For such studies, the kappa coefficient has become known as the “statistic of choice” for measuring agreement (Uebersax, 1987, p. 140). It is easy to calculate and was intended to correct for random agreement -- in other words, to detect whether evaluators agree more often than would be expected by chance. Kappa takes the observed percentage of times that pairs of evaluators agree, or po, as well as the level of agreement expected by chance, pc, to provide a “chance-corrected” measure of agreement, as represented in the formula, k = (po - pc) / (1 - pc) (Cohen, 1960). Authors have applied interpretations regarding the magnitude of the kappa coefficient to describe a study’s results (e.g. Bloom et al., 1999), thus providing an easily imparted meaning to statistical terms that can be used with a non-technical audience. Given these characteristics, it is little surprise that kappa has become a conventional measure in agreement studies.

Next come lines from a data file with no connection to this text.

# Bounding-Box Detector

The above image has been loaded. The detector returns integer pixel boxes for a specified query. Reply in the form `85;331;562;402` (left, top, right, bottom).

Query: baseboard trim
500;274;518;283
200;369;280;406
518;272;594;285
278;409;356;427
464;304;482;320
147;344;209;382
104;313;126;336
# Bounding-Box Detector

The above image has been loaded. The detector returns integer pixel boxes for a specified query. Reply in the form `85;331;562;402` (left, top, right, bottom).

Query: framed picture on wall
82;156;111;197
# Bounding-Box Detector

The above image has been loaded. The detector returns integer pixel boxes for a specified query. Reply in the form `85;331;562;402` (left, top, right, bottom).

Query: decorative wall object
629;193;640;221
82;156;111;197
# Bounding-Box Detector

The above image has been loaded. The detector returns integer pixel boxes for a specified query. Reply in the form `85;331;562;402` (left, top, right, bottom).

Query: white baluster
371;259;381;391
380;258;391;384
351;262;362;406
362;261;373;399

However, important concerns regarding kappa have been noted by a number of authors. First, kappa assumes statistical independence between raters. In a two-rater study, each evaluator should generate a rating without knowledge of the other’s. Kappa is not appropriate for a situation in which one observer is in the position of confirming or disconfirming a known previous rating (Sim & Wright, 2005).
Second, kappa assumes that the values in each diagnostic category will be approximately equivalent. When investigating diagnostic decision-making, the data are typically nominal or dichotomous and are organized in a contingency table.

Figure 1: Two-by-two contingency table

The assumption that the values in the rows and columns of a 2 X 2 table will be similar is described as the expectation of homogenous marginals. Large disparities in either the vertical or horizontal marginals have been noted by Feinstein and Cicchetti (1990) to often produce paradoxical results, in that even when a large proportion of evaluators agree, kappa may be lower than expected. Feinstein and Cicchetti (1990) explained that the paradoxical effect of disproportionate prevalence is greater for larger values of kappa than for smaller ones; thus, ironically, large proportions of agreement can lead to surprisingly low kappa coefficients. This problem has also been noted by other authors as related to widely discrepant base rates within the diagnostic categories (Grove et al., 1981; Langerbucher, Labouvie, & Morgenstern, 1996; Uebersax, 1987). It has been suggested that kappa not be used when base rates are 5% or less (Grove et al., 1981). Sim and Wright (2005) advocated that researchers report a prevalence index to inform readers about the likelihood of a disproportionate number of either positive or negative agreements, as these would result in a high number of chance agreements, thereby reducing the value of the kappa coefficient.1  They further suggest that the computation of the Prevalence Adjusted Bias Adjusted Kappa (PABAK, Byrt, Bishop, and Carlin, 1993) be reported to indicate the likely effects of prevalence and bias in the study.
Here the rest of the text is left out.